Looking further ahead, OCBC expects gold to average $4,180 per ounce by September 2026, before rising to $4,820 per ounce by September 2027. For silver, the bank projects a move from $64 per ounce to $74 per ounce over the same interval.
Market reaction and recent price moves
Prices reflected the challenging tone in the near term. Spot gold extended recent losses, falling 0.7% on Tuesday, while gold futures slipped 1%. Silver and platinum were also lower, dropping 1.4% and 1%, respectively, on the same session.
Drivers behind the downgrades
OCBC said the downgrade followed a sharp repricing in real interest rates, renewed strength in the U.S. dollar and a more hawkish shift in Federal Reserve expectations. Those developments have reduced the attractiveness of non-yielding assets like gold, the bank noted.

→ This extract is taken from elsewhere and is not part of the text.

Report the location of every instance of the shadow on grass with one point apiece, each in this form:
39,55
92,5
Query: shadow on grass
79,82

The bank drew a parallel between current market dynamics and the 2013 "taper tantrum," observing that gold has been particularly vulnerable while markets reprice the likely path for U.S. interest rates higher. In that episode, rising real yields prompted a notable correction in bullion before the Fed had begun tightening policy, OCBC said.
Medium-term supports remain, for now
Despite the lower near-term forecasts, OCBC maintained that several structural factors continue to underpin its medium-term bullish stance for gold. These include central-bank diversification, geopolitical uncertainty, fiscal concerns and ongoing demand for portfolio hedges. The bank cautioned, however, that such structural supports may not be sufficient to offset near-term pressure from elevated real yields and slower exchange-traded fund inflows.
For silver, OCBC reiterated a constructive longer-term outlook tied to persistent structural supply deficits and sustained industrial demand. The bank highlighted demand linked to solar power, electrification and electronics as important pillars supporting silver over time. Yet, in the near term, weaker ETF demand, higher real yields and softer investor sentiment have outweighed those positives, leaving silver vulnerable to macro-driven corrections.
Outlook scenarios
OCBC outlined scenarios that could alter the near-term trajectory. Softer U.S. inflation readings, weaker labor-market data or a dovish shift from the Federal Reserve could improve prospects for both metals. Conversely, resilient economic data and persistent inflation could keep real yields elevated and delay a sustained recovery in gold and silver prices.
Reporting on market reactions and OCBC's forecasts was included in the bank's commentary; no additional sources were introduced.